The specified number of employees varies depending on the size of the employer’s workforce. The statutory thresholds are set out in the table below.
|Total workforce||Threshold number of redundancies|
|21 to 49||5 or more|
|50 to 99||10 or more|
|100 to 299||10% or more of the workforce|
|300 or more||30 or more|
Notification to the Minister
Employers who are making collective redundancies must give written notice of the proposed redundancies to the Minister for Jobs, Enterprise and Innovation. A copy of this notice must be sent to the employees’ representatives who may make observations to the Minister. The Minister has power to make further enquiries about the situation and to carry out investigations if necessary. The Minister should be notified at the earliest opportunity and, in any event, at least 30 days before the first dismissal takes effect. Where collective redundancies are effected by an employer before the expiry of the 30 day period, the employer is guilty of an offence and liable on conviction or indictment to a fine not exceeding €250,000.

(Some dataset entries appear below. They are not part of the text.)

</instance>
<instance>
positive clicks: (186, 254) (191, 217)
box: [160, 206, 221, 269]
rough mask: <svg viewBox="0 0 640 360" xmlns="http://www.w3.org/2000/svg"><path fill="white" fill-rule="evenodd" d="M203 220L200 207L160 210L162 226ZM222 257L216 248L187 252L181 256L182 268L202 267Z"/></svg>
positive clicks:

In addition, the employer must consult with the Minister, or an authorised officer of the Minister, if requested to do so. Such consultations are intended to seek solutions to any problems caused by the proposed redundancies. For the purposes of such consultations, the employer must supply the Minister with as much information about the proposed redundancies as the Minister may reasonably require.
Notification to employees' representatives
The 1977 Act as amended requires the employer to give the employees' representatives written details of:
- the reasons for the proposed redundancies
- the number and descriptions of categories of employees to be made redundant
- the number and descriptions of categories of employees normally employed
- the period during which the redundancies are to be made
- the criteria proposed for the selection of workers to be made redundant
- the method proposed for calculating redundancy payments.
- Under the Protection of Employees (Temporary Agency Work) Act 2012, the employer must also give details of the number of any agency workers engaged by the employer and their place and type of work.
The same information should be supplied to the Minister as soon as possible
The legislation obliges the employer to consult with employees’ representatives on the proposed redundancies to try to reach an agreement. The employees’ representatives are their trade unions or staff associations or, where there is no trade union or staff association, persons chosen by the employees to represent them.
The consultation must include discussions on:
- The possibility of avoiding the proposed redundancies or reducing the numbers of employees affected. For example, by re-deploying or re-training employees.
- The basis on which employees are to be selected for redundancy.
Consultations should be initiated at the earliest reasonable opportunity and at least 30 days before the first notice of dismissal is given. The obligation to consult is triggered where strategic decisions or changes in activities occur which compel the employer to contemplate or plan for redundancies.
Failure to initiate consultation with the employees' representatives, or to notify the Minister, is an offence and an employer is liable on summary conviction to a fine not exceeding €5,000.